I agree that it seems reasonably popular already, but I'm not sure old-school boozers are sustainable unless they are packed to the rafters. From what I can see, if you are only going to sell drinks, you need to be in the town/city centre to pick up the post-office crowd. I was in a couple of pubs last night round Victoria/St James' and they were rammed. There's a small window of opportunity for a few hours after 5.30pm. After that, people need to eat and/or go home to their families.

I can't see anyone who would buy and run The Paxton Arms as a pub being happy to keep the status quo. You wouldn't make that investment without wanting to take better advantage of the market. That means going upmarket, offering premium drinks and quality food. The location is ideal for that as people are pouring out of Crystal Palace station needing to be fed and watered.
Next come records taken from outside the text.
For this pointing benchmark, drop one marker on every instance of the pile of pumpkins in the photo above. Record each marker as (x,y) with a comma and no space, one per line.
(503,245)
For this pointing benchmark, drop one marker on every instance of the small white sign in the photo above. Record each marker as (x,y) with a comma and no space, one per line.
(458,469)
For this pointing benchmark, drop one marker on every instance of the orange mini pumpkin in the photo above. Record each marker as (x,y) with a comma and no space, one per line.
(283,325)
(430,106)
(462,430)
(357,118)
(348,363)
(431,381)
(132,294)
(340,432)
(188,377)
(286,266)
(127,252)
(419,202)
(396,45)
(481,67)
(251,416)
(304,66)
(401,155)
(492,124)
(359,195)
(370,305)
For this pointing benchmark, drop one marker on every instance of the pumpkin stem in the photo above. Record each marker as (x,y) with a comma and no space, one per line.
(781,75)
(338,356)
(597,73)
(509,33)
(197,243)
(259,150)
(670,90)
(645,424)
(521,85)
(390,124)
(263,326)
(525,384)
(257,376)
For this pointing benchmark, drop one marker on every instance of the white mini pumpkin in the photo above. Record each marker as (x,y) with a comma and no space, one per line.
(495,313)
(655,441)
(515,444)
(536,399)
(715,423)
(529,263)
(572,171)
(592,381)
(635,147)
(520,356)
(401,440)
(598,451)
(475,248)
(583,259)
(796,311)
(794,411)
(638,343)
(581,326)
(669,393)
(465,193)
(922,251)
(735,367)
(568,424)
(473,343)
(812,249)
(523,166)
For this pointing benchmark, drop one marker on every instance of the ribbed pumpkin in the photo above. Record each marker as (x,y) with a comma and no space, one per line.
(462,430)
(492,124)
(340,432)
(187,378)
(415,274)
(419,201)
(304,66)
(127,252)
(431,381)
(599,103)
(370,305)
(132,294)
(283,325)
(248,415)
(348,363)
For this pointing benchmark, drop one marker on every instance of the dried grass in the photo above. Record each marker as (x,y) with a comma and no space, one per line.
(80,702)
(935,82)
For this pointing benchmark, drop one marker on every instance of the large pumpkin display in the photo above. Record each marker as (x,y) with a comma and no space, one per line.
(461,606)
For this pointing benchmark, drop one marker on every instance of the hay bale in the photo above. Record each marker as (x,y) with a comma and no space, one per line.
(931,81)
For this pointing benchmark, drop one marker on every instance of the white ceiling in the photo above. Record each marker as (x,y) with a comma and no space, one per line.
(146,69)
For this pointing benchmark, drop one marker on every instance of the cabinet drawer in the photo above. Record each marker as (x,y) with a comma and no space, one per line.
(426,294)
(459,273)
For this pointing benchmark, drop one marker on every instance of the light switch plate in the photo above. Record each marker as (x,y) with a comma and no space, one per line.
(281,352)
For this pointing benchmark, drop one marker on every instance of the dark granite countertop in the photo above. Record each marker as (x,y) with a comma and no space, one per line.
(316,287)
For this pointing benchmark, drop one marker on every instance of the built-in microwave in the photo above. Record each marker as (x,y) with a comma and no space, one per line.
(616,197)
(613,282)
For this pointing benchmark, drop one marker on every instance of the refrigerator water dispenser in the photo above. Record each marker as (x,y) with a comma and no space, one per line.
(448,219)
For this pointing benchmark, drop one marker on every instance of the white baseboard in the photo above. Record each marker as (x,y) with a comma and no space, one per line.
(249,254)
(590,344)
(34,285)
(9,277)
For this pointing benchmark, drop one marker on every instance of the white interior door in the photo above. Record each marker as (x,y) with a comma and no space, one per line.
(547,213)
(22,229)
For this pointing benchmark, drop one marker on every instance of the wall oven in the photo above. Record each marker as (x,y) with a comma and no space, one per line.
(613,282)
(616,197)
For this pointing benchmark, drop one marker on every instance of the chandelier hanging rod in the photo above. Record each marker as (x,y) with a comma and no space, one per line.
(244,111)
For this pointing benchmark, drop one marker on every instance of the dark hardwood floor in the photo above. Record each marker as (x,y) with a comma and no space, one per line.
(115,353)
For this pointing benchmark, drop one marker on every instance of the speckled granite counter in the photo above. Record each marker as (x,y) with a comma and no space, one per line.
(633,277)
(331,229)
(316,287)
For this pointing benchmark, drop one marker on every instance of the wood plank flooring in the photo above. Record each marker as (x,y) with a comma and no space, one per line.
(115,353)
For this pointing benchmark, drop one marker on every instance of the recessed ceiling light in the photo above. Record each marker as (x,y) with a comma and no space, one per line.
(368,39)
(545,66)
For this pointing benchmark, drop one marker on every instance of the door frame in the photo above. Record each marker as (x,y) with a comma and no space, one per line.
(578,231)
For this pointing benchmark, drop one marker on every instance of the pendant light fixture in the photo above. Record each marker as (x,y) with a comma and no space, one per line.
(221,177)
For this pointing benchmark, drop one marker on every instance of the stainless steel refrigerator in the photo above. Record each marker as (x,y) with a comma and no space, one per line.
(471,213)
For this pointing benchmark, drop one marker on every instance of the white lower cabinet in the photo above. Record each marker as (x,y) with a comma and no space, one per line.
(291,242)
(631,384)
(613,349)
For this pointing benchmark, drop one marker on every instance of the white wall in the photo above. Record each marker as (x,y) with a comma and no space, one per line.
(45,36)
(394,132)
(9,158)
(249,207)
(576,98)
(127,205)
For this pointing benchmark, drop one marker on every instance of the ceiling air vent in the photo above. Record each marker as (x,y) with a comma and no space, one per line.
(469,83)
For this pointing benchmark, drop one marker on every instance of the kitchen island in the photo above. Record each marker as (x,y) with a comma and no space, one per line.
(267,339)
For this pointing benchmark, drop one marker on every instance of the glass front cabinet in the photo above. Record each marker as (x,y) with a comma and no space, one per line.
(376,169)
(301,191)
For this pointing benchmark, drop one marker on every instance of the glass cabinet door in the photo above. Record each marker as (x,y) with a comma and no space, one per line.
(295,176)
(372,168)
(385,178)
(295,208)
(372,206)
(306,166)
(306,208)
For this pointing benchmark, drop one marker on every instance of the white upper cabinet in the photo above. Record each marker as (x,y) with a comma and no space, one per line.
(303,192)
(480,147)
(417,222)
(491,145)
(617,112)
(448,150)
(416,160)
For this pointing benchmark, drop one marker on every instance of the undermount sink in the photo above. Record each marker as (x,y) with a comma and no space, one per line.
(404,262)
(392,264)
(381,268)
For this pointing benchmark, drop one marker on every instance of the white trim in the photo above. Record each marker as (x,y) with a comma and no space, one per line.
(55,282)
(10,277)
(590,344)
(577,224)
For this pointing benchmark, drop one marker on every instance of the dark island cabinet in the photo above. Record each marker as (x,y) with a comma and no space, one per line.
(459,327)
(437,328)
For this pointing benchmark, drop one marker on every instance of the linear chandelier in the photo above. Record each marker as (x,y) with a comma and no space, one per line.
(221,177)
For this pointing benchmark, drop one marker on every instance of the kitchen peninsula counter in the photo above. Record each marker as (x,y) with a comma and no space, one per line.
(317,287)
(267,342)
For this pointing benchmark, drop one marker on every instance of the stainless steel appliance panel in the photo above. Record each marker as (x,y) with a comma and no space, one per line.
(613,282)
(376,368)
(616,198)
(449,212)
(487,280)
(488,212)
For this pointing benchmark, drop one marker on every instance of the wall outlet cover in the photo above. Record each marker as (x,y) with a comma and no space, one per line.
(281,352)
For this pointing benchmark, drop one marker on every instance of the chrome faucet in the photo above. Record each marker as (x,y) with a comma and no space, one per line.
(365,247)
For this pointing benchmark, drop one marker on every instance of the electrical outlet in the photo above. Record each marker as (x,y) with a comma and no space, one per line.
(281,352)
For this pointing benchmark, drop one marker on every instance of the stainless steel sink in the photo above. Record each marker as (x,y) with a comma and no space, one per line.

That's why Il Grillo is doing pretty well, especially from 8.30 onwards when people have been at work late and really can't be bothered to cook. I don't get the point about people who go to the Sparrowhawk not wanting to be around Anerley Hill/Road late at night. It's no different to coming out of CP station at that time and plenty of people do that when they've been out in town late.

When Boydy took over the Alma, he was quite clear that he went upmarket because you can't make money from people nursing a cheap pint for an hour. Those days are over. We've been here before but there was a great documentary on about a year ago on the decline of the old school boozer. Gender equality, workplace intolerance of lunchtime drinking/morning after syndrome, the rising cost of living and the fact there are many other luxuries competing for people's money have brought about a change in how pubs have had to market themselves.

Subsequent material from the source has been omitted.